H.fr : Vous êtes donc également chargée d'intervenir dans les territoires...
IS : Oui, il n'y a pas que le volet administration centrale, et ce travail avec les collectivités locales est essentiel. Je vais régulièrement sur le terrain à la rencontre des élus et des associations, via ce réseau de sous-préfets. Nous leur avons fait passer un kit de sensibilisation sur l'accessibilité pour approfondir leurs connaissances et nous allons leur proposer une formation  pour qu'ils soient plus efficaces.

H.fr : Vous sentez des réticences sur le terrain, les choses ont du mal à bouger ?
IS : Non, au contraire, les collectivités connaissent parfaitement leur affaire et nous font part des difficultés qu'elles rencontrent, notamment financières. Ma spécialité, ce n'est pas l'accessibilité mais l'administration, à savoir comment appliquer une politique publique concrètement. Mon rôle est donc de faire remonter les problématiques de terrain jusqu'aux ministères.

H.fr : En à peine huit mois, vous en êtes au stade du bilan ?
IS : Oui mais je le fais en marchant. Au bout de trois mois, j'ai fait ce qu'on appelle un "rapport d'étonnement", que je suis allée présenter à mes principaux interlocuteurs, Matignon, Elysée, ministères... pour vérifier que ma façon de voir les choses était la bonne. Et, seulement après, j'ai rédigé ma feuille de route qui sera bientôt présentée à Fadila Khattabi, récemment nommée. Il y aura peut-être des évolutions car chaque ministre apporte sa pierre. Donc, quand je vous dis j'avance en marchant, rien n'est figé et je m'adapte selon ce que j'entends dans la vraie vie et auprès des associations de personnes handicapées. Le système est complexe, éclaté, avec un grand nombre d'interlocuteurs, alors ce qui m'intéresse c'est de trouver l'endroit, le moment, où je pourrai dénouer le nœud.

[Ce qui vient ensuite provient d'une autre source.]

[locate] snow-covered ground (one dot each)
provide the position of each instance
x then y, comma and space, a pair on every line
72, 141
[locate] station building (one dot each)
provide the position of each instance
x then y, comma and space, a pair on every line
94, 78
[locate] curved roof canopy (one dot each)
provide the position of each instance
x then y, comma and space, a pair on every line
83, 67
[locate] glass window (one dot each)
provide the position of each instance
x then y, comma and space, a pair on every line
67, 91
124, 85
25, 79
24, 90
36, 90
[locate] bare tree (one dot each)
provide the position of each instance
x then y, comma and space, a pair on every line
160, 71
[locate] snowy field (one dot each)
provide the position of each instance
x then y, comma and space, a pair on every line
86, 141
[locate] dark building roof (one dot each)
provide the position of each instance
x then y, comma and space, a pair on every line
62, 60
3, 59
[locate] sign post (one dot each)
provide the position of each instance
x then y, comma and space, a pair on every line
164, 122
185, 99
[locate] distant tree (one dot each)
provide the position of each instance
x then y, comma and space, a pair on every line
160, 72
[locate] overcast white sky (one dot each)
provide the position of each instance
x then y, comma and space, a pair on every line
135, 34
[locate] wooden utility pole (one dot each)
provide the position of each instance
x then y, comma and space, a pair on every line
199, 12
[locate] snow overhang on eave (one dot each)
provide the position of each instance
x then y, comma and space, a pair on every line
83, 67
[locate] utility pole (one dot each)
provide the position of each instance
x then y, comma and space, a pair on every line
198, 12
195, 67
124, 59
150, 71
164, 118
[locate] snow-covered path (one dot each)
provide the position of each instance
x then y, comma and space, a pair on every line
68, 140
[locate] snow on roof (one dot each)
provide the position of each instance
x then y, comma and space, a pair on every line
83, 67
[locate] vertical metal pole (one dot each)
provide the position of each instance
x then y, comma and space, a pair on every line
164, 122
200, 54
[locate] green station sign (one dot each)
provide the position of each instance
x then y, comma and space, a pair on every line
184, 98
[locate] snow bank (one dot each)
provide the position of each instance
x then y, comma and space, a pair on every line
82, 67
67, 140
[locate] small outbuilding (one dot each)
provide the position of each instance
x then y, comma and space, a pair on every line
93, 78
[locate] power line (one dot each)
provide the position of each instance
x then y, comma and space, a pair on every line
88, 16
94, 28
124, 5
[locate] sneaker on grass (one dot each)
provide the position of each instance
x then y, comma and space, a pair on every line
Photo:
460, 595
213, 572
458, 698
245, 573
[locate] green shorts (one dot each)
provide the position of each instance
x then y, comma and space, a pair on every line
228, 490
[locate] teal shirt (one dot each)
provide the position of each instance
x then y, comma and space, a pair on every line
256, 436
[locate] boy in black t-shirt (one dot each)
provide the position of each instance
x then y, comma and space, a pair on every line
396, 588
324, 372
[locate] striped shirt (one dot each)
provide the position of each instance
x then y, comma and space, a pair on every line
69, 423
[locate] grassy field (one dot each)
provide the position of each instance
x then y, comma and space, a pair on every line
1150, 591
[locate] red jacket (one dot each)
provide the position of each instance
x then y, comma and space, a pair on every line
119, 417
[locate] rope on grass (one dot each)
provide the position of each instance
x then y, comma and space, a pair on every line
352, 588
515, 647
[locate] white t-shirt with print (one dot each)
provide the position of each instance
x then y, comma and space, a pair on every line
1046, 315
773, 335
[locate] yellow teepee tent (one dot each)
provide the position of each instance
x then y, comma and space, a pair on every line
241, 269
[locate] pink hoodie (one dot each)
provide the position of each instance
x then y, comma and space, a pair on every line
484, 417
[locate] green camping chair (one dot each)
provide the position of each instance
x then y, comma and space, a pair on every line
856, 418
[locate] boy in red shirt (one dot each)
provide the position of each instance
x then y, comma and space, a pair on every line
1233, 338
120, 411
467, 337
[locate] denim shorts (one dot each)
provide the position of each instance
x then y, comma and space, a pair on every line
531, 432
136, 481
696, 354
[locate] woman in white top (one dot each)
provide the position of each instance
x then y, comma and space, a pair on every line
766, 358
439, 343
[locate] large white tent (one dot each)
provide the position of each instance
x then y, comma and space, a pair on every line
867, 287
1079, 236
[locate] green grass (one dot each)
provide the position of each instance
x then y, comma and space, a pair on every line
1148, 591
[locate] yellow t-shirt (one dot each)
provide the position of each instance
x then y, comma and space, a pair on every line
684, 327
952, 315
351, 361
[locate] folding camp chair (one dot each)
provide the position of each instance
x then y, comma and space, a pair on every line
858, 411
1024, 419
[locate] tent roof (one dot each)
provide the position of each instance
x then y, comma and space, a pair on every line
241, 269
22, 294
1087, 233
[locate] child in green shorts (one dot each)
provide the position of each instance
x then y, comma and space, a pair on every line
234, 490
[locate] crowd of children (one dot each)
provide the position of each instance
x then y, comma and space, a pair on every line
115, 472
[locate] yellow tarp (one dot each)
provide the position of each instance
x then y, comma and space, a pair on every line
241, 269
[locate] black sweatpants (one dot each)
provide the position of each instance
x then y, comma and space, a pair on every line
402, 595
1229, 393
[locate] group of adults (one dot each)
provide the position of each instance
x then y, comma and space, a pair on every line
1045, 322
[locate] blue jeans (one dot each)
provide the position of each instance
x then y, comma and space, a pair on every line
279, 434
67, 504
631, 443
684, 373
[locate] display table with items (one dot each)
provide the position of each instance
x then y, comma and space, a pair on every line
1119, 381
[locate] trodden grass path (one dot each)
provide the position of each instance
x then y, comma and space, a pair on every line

*Ministère de l'Economie et des finances et de la souveraineté industrielle et numérique, Bruno Le Maire ; de la Transition écologique et de la cohésion des territoires, Christophe Béchu ; des Solidarités et des familles, Aurore Bergé : de la Transformation et de la fonction publique, Stanislas Guérini ; des Personnes handicapées, Fadila Khattabi.